Lee Mia Nagao, Ph.D. is a senior science advisor on the Pharmaceutical Team of the Government & Regulatory Affairs Practice Group.  Lee advises domestic and international clients in the areas of evaluation and regulation of container closure and device components, pharmaceutical development and manufacturing, pre-clinical toxicology, auditing, current Good Manufacturing Practices (cGMPs), supply chain issues and drug master files and other regulatory submissions.  She also has experience with the development of methods and standards requirements for drug products and the scientific development and regulation of medical countermeasures (vaccines and therapeutics) for biosecurity applications.  Lee has broad scientific interests and expertise, and represents industry groups before the FDA, Health Canada, EMEA, MHRA, USP and other regulatory and scientific agencies and standards organizations in the United States, Canada and Europe. 

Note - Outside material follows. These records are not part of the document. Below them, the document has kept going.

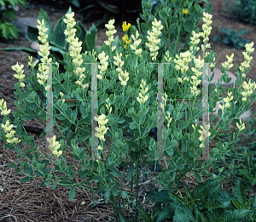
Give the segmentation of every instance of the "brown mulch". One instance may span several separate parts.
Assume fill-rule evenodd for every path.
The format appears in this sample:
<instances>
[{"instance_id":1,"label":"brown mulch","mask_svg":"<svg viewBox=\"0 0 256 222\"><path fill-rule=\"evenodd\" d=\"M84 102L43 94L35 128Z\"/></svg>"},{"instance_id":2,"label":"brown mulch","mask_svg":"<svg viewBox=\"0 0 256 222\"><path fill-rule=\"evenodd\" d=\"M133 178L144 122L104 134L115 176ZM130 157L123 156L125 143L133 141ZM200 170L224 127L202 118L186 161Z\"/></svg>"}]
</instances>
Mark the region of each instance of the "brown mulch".
<instances>
[{"instance_id":1,"label":"brown mulch","mask_svg":"<svg viewBox=\"0 0 256 222\"><path fill-rule=\"evenodd\" d=\"M236 29L237 31L241 28L248 29L248 33L244 37L247 38L250 42L256 43L256 37L253 35L256 31L256 26L250 26L248 25L243 25L233 20L230 20L227 15L221 14L223 9L224 1L222 0L214 0L212 1L212 31L211 36L219 35L219 29L221 27L229 27L230 29ZM63 16L67 12L67 9L57 9L54 7L49 7L48 5L31 5L29 10L26 10L25 7L20 6L20 11L16 14L17 17L38 17L40 8L43 8L49 14L49 20L51 24L56 24L57 20ZM81 14L75 14L75 19L81 20ZM88 30L91 23L83 22L84 26ZM200 26L201 27L201 26ZM118 33L116 35L122 36L121 27L117 27ZM102 28L98 29L97 34L97 43L96 48L100 47L104 40L108 39L108 37L105 34L106 29ZM233 64L240 64L244 61L244 57L242 52L245 49L237 50L236 48L229 48L224 44L220 44L218 43L210 42L212 48L214 52L217 53L216 63L217 67L221 65L221 63L227 60L226 54L230 55L234 53L234 60ZM18 39L5 41L4 43L0 43L0 48L9 48L9 47L17 47L17 46L25 46L30 47L31 43L26 38L25 35L20 35ZM254 45L255 48L255 45ZM255 52L253 53L253 56L255 54ZM34 59L35 60L35 59ZM24 74L29 72L27 62L28 62L28 54L21 51L15 52L4 52L1 51L0 53L0 98L3 99L6 103L8 109L11 109L14 111L16 111L17 107L15 105L15 95L14 94L15 88L14 83L17 83L17 80L13 77L15 71L12 70L11 66L19 62L19 64L23 64ZM255 80L255 70L256 63L253 60L250 64L251 70L248 73L248 78ZM231 68L230 71L236 74L236 65ZM224 94L222 94L224 96ZM255 111L256 102L253 104L252 111ZM11 116L11 115L9 115ZM255 115L252 117L255 117ZM14 120L13 117L10 117L12 121ZM213 121L213 126L218 122L218 117ZM247 122L243 121L247 126ZM44 126L37 120L25 121L25 126L37 127L38 128L44 128ZM57 130L57 128L55 128ZM224 131L222 131L224 132ZM237 132L236 126L234 122L231 122L231 134L233 132ZM226 133L226 132L224 132ZM37 134L29 133L29 134L34 137L35 144L38 145L38 147L41 148L43 153L46 154L47 151L45 149L46 143L45 139L40 139L39 135ZM241 135L244 137L246 134ZM210 142L210 150L215 147L217 141L212 140ZM247 144L247 140L240 140L240 143ZM16 159L17 153L14 150L9 150L4 147L3 142L1 141L0 144L0 221L114 221L113 212L112 209L111 204L108 202L99 203L94 208L90 208L89 204L93 201L92 193L90 191L87 191L81 187L76 187L76 196L75 198L72 201L68 201L68 194L70 187L63 188L57 186L55 191L51 188L52 186L42 188L40 183L44 182L42 179L34 178L29 182L21 184L20 180L24 177L22 174L17 174L13 168L9 167L9 163L14 162L20 164L20 160L24 158ZM89 142L87 142L89 145ZM106 145L108 147L109 140L106 141ZM113 141L111 141L113 145ZM78 145L84 145L81 143L78 143ZM23 147L20 147L22 150L26 149L26 146L24 145ZM105 153L107 155L107 153ZM73 168L74 172L78 172L81 166L79 162L74 160L69 152L67 153L67 162L70 162ZM165 169L164 162L160 161L160 165ZM49 168L52 168L54 165L49 164ZM127 172L127 168L125 171ZM21 171L23 168L21 168ZM213 172L212 169L210 169L210 172ZM214 171L216 173L216 170ZM122 173L122 171L120 171ZM58 175L58 174L57 174ZM151 173L151 175L155 181L157 187L160 187L160 185L157 183L158 173ZM59 176L59 175L58 175ZM63 176L63 175L61 175ZM190 174L188 174L188 176ZM207 177L203 176L203 180L207 179ZM74 179L77 182L81 182L78 174ZM149 178L147 178L144 174L140 176L140 184L139 184L139 202L142 203L143 201L147 200L145 196L146 191L154 189L154 185L148 180ZM198 185L198 182L195 179L191 176L187 179L189 183L189 187L192 191L195 187ZM148 182L149 181L149 182ZM117 179L119 185L120 185L120 179ZM186 179L182 179L182 184L184 185ZM91 187L96 187L95 183L90 183ZM123 191L130 191L131 183L125 179L125 177L123 181ZM175 187L177 187L177 185ZM225 185L223 185L223 189L226 190L230 194L231 194L232 186ZM133 189L133 192L135 190ZM180 192L183 196L184 196L185 191L184 187L180 189ZM252 196L255 193L247 193L247 196ZM130 196L129 196L130 197ZM95 200L101 199L102 196L96 194ZM85 202L81 205L82 202ZM144 210L148 213L152 213L154 207L154 202L149 201L143 205ZM133 211L135 208L132 209ZM128 216L126 211L123 212L124 214ZM143 221L143 220L140 220Z\"/></svg>"}]
</instances>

In General.  Lee received her undergraduate degree in chemistry and biochemistry from the University of California, San Diego, and her PhD focusing on physical organic chemistry in the solid state from Yale University.  Lee is a member of the American Chemical Society, the American Association for the Advancement of Science, the American Association of Pharmaceutical Scientists, the Parenteral Drug Association and the Product Quality Research Institute.